I. Critical Psychology and Racism as Abuse

       “I had to meet the [W]hite man's eyes. An unfamiliar weight burdened me. In the [W]hite world the man of colour encounters difficulties in the development of his bodily scheme. . . . I was battered down by tom-toms, cannibalism, intellectual deficiency, fetishism, racial defects. . . . I took myself far off from my own presence. . . . What else could it be for me but an amputation, an excision, a hemorrhage that spattered my whole body with [B]lack blood?”

      The study of abuse and its consequences has preoccupied many mental health practitioners throughout the last century. The repercussions of abuse are not limited to the manifestations of physical battery. Rather, like the many forms of abuse, there are many consequences.

      The recognition of racism as abuse is consistent with traditional and contemporary definitions. Mental health practitioners have identified common consequences of exposure to mental and physical abuse, including psychological sequelae, which some believe are even more serious than the physical effects. In domestic violence cases, for instance, the abuse often erodes women's self-esteem and puts them at a greater risk for a variety of mental health problems, including depression, post-traumatic stress disorder, anxiety disorders, suicide, and alcohol and drug addiction. Such abuse has additional consequences for families. Children who witness marital violence face increased risk for emotional and behavioral problems including anxiety, depression, poor school performance, low self-esteem, disobedience, nightmares, and physical health complaints. Children exposed to abuse are also more likely to act aggressively.

      Critical psychology reveals widespread racial discrimination against Blacks. Studies have found that Blacks continue to be discriminated against in a variety of arenas, ranging from face-to-face interactions to discrimination in housing, health, and social services. Such discrimination is not limited to low-income or uneducated Blacks, but is also reported by Black middle-class professionals. Indeed, one analysis drawing on the National Study of Black Americans suggests that recent experiences with racial discrimination may be associated with “higher levels of chronic health problems, disability and psychological distress, and lower levels of happiness and life satisfaction.” Membership in the Black race has been described as entailing exposure to highly stressful experiences, triggered essentially by race.

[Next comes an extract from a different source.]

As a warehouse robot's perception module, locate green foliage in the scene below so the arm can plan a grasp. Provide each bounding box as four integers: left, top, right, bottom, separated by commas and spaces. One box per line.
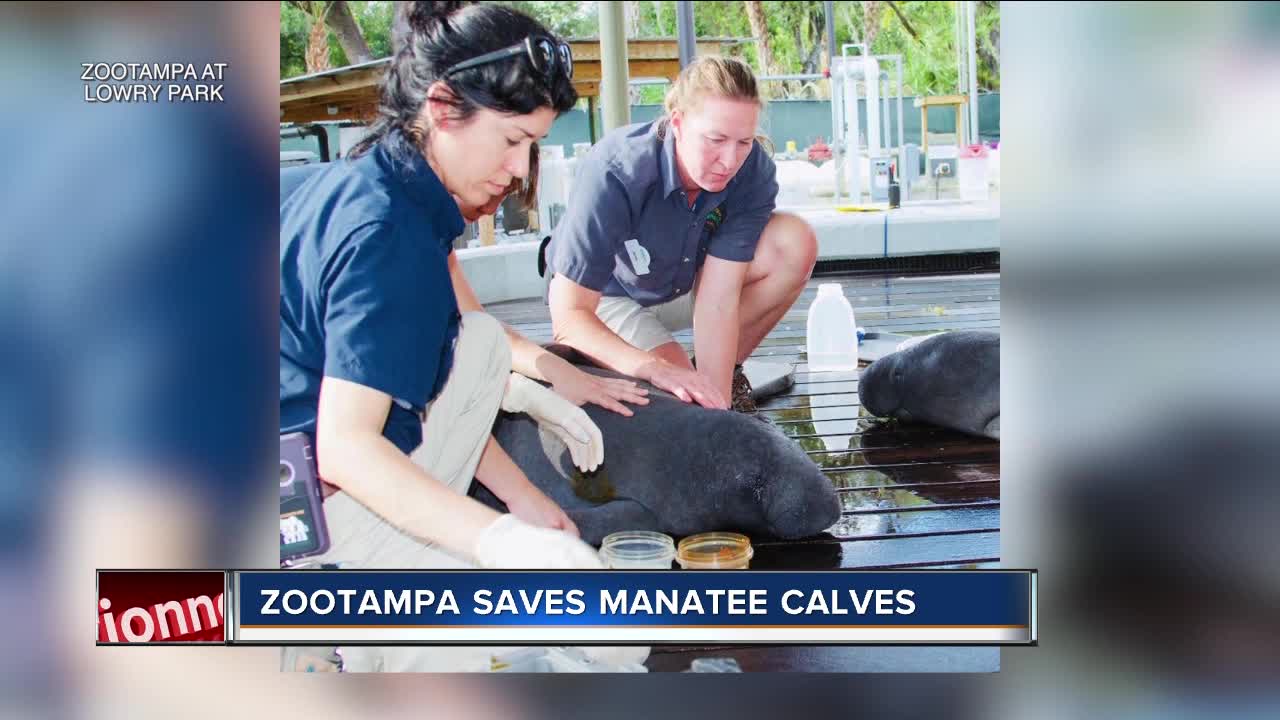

      While education alone does not diminish the discrimination experienced by Blacks in America, Blacks are 1.6 times more likely than Whites to have completed less than twelve years of education. Education is positively related to well-being. A similar pattern is evident for income. The racial distribution by social class follows the pattern noted for education and income. Blacks are more likely than Whites to be workers (61 percent vs. 51 percent); equivalent percentages of Blacks and Whites are supervisors, but Whites are almost twice as likely as Blacks to be managers (24 percent vs. 13 percent). Blacks are more than twice as likely as Whites to report major experiences of discrimination in employment and police interactions. Levels of financial stress are significantly higher for Blacks than for Whites. Further, poverty and ethnicity have been found to be two of the most important consequential factors contributing to stress.

      Critical psychology has expanded models of stress to account for racially predicated social hierarchies and the mechanisms through which they contribute to differences in mental and physical health. Unlike traditional psychology, critical psychology makes the implicit explicit by acknowledging race-related mental health issues. Critical psychology explicitly recognizes that race, ethnicity, social class, community, family, and work environment are independent contributors to the chronic stress burden of a racialized person. This chronic stress burden, which has cumulative implications, includes both generic life stresses and ethnicity and race-related stresses. A racially disparate vicious circle is generated which contributes over time to cumulative vulnerability. This in turn creates disparate vulnerabilities to mental and physical disease and dysfunction.

      Mental health implications of racial abuse reveal several points of departure including stress, distress, the humiliation dynamic, anxiety, and depression, and coping. This Article will examine stress, distress, coping, and the humiliation dynamic as points of departure within the critical psychology for incorporation into mitigatory criminal law defenses.